Inviata
Ghilarza. Una vita insieme. E se ne sono andati uno accanto all’altra. «Luciano e Antonia erano così, uniti fino all’ultimo». Il ritratto che Ghilarza dipinge degli anziani morti nell’incidente domestico di ieri è quello di una coppia affiatata, attaccatissima ai due figli Andrea e Adriano. «Una famiglia esemplare – commenta il sindaco Stefano Licheri – lui un gran lavoratore mentre la moglie si è sempre dedicata alla casa e ai suoi ragazzi».
Il ritratto
Luciano Pinna, primo di due fratelli e una sorella, faceva il muratore e come ricorda il sindaco «in paese era conosciutissimo, per anni ha svolto un lavoro tipico del nostro tessuto economico e ha eseguito numerose opere anche nel Ghilarzese». Da giovane si era sposato con Antonia Pinna, sua compaesana. «Si conoscevano sin da piccoli, erano sposati da tanti anni – racconta la cognata Carmela – e con l’arrivo dei due figli avevano creato una splendida famiglia». Signora Antonia è stata una mamma sempre presente, ha cresciuto Andrea e Adriano e vederli “sistemati” era una grande gioia.
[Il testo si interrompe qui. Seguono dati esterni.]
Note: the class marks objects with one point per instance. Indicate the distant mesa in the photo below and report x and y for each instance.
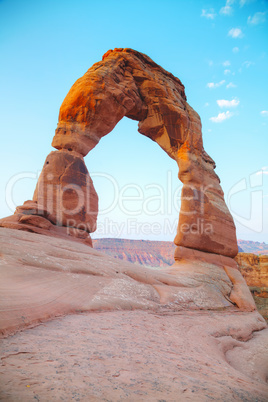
(65, 203)
(216, 354)
(128, 83)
Un rapporto solido che negli ultimi anni si è, se possibile, addirittura rafforzato. «I figli, anche se uno adesso non vive a Ghilarza, sono sempre rimasti vicini ai genitori anziani – racconta Gianni, uno dei fratelli di Luciano – venivano tutti i giorni, Adriano ogni mattina accompagnava la mamma al centro diurno».
I ricordi
E anche ieri la struttura di Abbasanta sarebbe dovuta essere la seconda tappa della giornata. «Adriano era arrivato presto mentre al centro diurno tutti aspettavano per festeggiare i 73 anni di Tonia – aggiunge la cognata – non riusciamo a credere a quanto accaduto, una tragedia assurda». Poco distante il fratello Angelo e la sorella Maria Luisa seguono i movimenti dei carabinieri, stanno al di là del nastro bianco rosso che delimita l’area dell’incidente. Increduli guardano verso quella casa bianca mentre arrivano amici e conoscenti a cercare di portare un po’ di conforto. C’è anche l’assistente che ogni pomeriggio accudiva signora Antonia, ma va via veloce preferisce non dire nulla. Poi ci sono i soci del circolo bocciofilo, quelli con cui i due pensionati trascorrevano tanti momenti. Luciano era uno dei soci fondatori e non passava giorno senza che si fermasse al circolo. Ieri è stata subito affissa la bandiera a lutto, oggi tutti gli renderanno omaggio. «Luciano teneva tantissimo al nostro circolo – spiega il presidente Antonio Piras – veniva tutti i giorni, anche mercoledì era passato per stare con gli amici. Eravamo come una seconda famiglia per lui». E per le feste più sentite, Luciano e Antonia erano fra i primi ad arrivare. «L’ultima volta che siamo stati tutti insieme è stato per Giovedì grasso, un bel momento che purtroppo non potremo più condividere – conclude – ci restano tanti bei ricordi». Immagini e frammenti di vita, spazzati via in una notte.